Market value per share

Market value per share is the price at which a share of company stock can be acquired in the marketplace, such as on a stock exchange. Value investors closely follow this figure to determine when it makes sense to acquire shares at a sufficiently low price.

An issuing company's treasurer also tracks the market price to determine when the price is high enough to justify a new stock issuance that maximizes the amount of cash raised by the entity in proportion to the number of shares sold. A business can establish a floor for its stock price by creating a stock buyback program that acquires shares on the open market whenever the market price drops below a certain threshold level.

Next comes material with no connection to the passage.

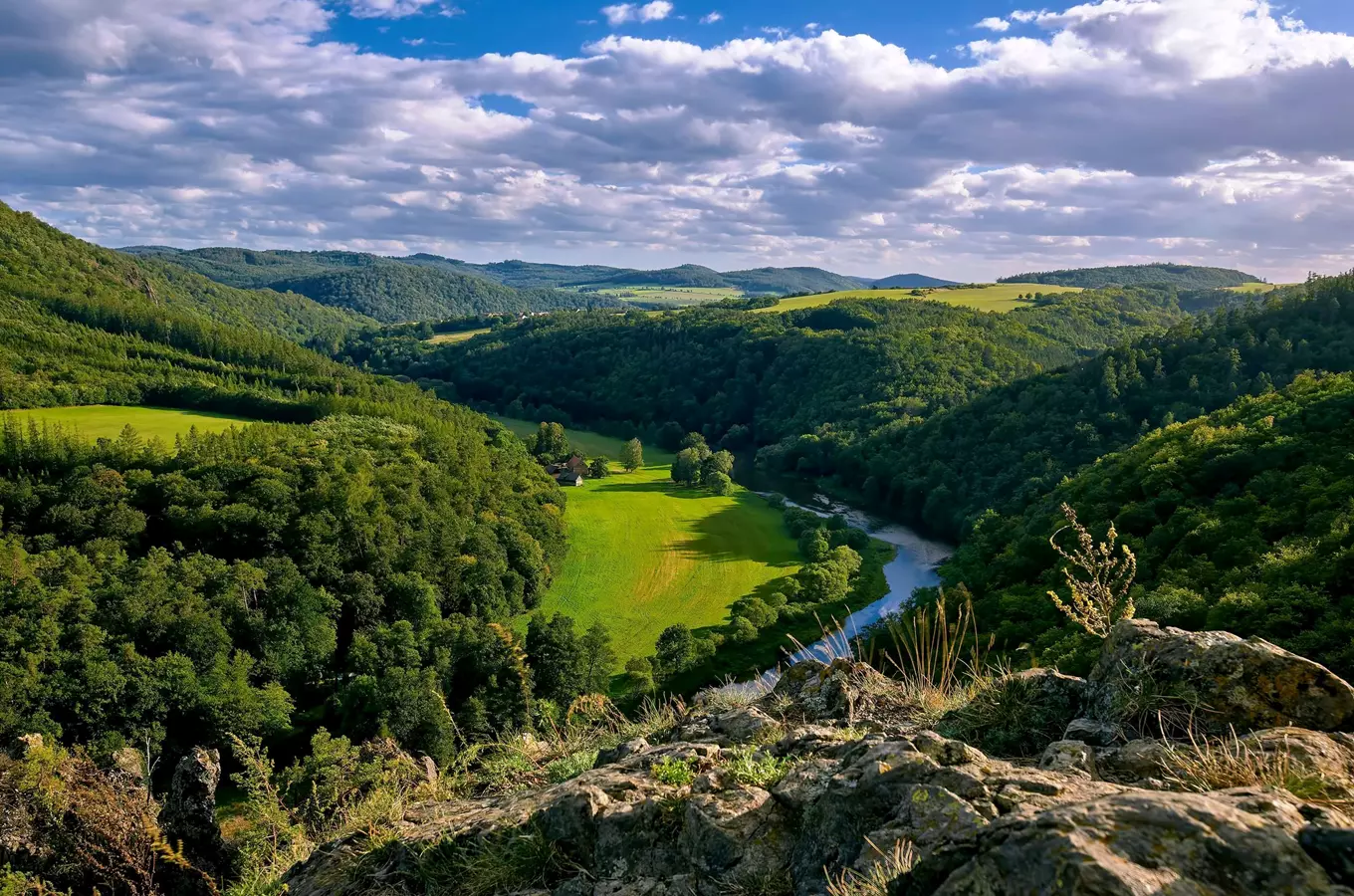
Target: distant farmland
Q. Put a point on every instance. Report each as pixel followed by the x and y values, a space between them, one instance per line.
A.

The market value per share is influenced by a number of factors, including the following:

  • Reported income of the issuing entity
  • Reported cash flows of the issuing entity
  • Existence of a stock buyback program
  • Investor perceptions of the future prospects of an issuing entity
  • Investor perceptions of the future prospects of the issuing entity's industry, and of the economy as a whole

The market value of a share can be suspect when few shares are available for sale and/or a company does not list its shares on a stock exchange. In this case, share prices can vary wildly on just a few small trades. This situation makes it easier for individuals to engage in fraud by making a few small trades to ramp up the market value per share, which they then use to sell larger blocks of shares to unsuspecting investors at the inflated prices.